US elections: remaining swing states hold key to victory
Delayed vote counting in the 'blue wall' will be critical
The US election contest became a tighter race on Wednesday as early voting counts, minus absentee ballots, suggested that Republican President Donald Trump and his Democrat challenger, Joe Biden, had each won critically important states.
Mr Biden stunned observers by winning long-time Republican stronghold Arizona, but Mr Trump’s supporters came out in force in traditional “red states” including Kansas and Texas, the latter being a crucial swing state.
Florida was another substantial prize for Mr Trump with 29 electoral votes, while Ohio and Iowa also went to Mr Trump.
Ohio and Iowa, among the so-called “rust belt” states, had narrowly gone to the Democrats in 2012, but flipped to Mr Trump in 2016 after the president promised more jobs in industry, which has declined across the region.
The results took the electoral college votes to 238 for Mr Biden and 213 for Mr Trump, who are now contesting the remaining 87 votes to reach the 270 required to win the White House.
But the president’s swing state victories, so far, do not mean his second term is safe because in recent years, remaining “battleground states” – also sometimes called “purple states,” have been a tight contest.
On the second day of vote counting, the race may now be down to four, perhaps five critical states.
This was the view of political scientist Brian Klaas.
“Ok, so as far as I see it, there are now four states in play: Michigan, Wisconsin, Pennsylvania, and Georgia. Biden needs to win two of them. If he wins at least two of the four, he's president. If he loses three or four of them, Trump wins," Mr Klaas wrote on Twitter.
Pennsylvania, Michigan and Wisconsin have all faced delays counting ballots, as they are not permitted under state law to open and scan early ballots before election day, something usually done in other states.
Often called “the blue wall” due to long periods of Democrat control, the political balance in these states in recent years has been more uncertain.
Governor Tom Wolf of Pennsylvania tweeted early on Wednesday morning that a million ballots remained uncounted, the most of all remaining states.
Vote counting in these states is expected to stretch well into Wednesday.
In Georgia, where Mr Trump was leading Joe Biden by about 300,000 votes, a water pipe burst in a ballot counting centre, delaying the count of absentee ballots, although no machinery or votes were damaged, according to a spokesperson for Fulton Country, where the incident occurred.

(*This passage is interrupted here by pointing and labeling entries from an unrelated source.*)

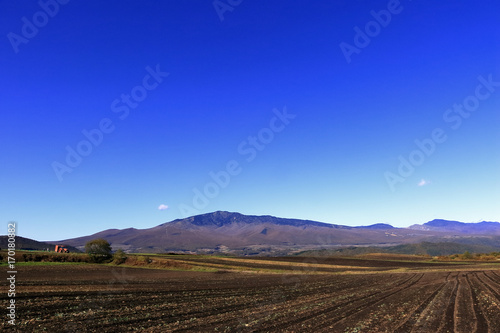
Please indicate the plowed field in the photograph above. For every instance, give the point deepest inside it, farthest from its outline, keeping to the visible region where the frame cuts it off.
(93, 298)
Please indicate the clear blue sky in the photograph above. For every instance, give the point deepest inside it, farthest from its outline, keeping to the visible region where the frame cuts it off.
(348, 107)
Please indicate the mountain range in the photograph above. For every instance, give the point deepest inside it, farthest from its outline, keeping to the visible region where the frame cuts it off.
(242, 234)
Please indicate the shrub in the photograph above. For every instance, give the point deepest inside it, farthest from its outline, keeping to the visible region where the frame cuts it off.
(99, 250)
(119, 257)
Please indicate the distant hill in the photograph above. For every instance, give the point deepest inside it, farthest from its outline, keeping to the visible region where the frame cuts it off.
(226, 231)
(23, 243)
(490, 228)
(249, 234)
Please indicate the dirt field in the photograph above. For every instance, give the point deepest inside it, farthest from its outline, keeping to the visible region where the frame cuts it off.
(98, 298)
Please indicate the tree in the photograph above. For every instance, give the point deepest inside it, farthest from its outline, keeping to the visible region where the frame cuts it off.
(467, 255)
(99, 250)
(119, 257)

Mr Biden therefore, may still be in with a chance in the so-called “Peach State”.
Georgia will be crucial for the Biden campaign, according to political scientist Cliston Brown.
“Right now, it looks to me like Biden’s likeliest path to a win, in order of likelihood, is Nevada-Georgia-Wisconsin,” , he tweeted on Wednesday.
North Carolina is also being hotly contested, with polling extended due to what the State Board of Elections referred to as interruptions to polling.
Michigan, which had been a stronghold for the Democrats between 1992 and 2012 before sliding decisively toward Republican control during the 2016 general election, will also be a tight contest.
Pennsylvania, another critical swing state, has seen both campaigns spend significant sums, with Mr Biden attempting to win over black American voters.
In Wisconsin, Mr Trump was the first Republican candidate to win the state since 1984, so he may face a tougher battle there.
Typifying the close contest, each candidate had about 1.5 million votes early on Wednesday.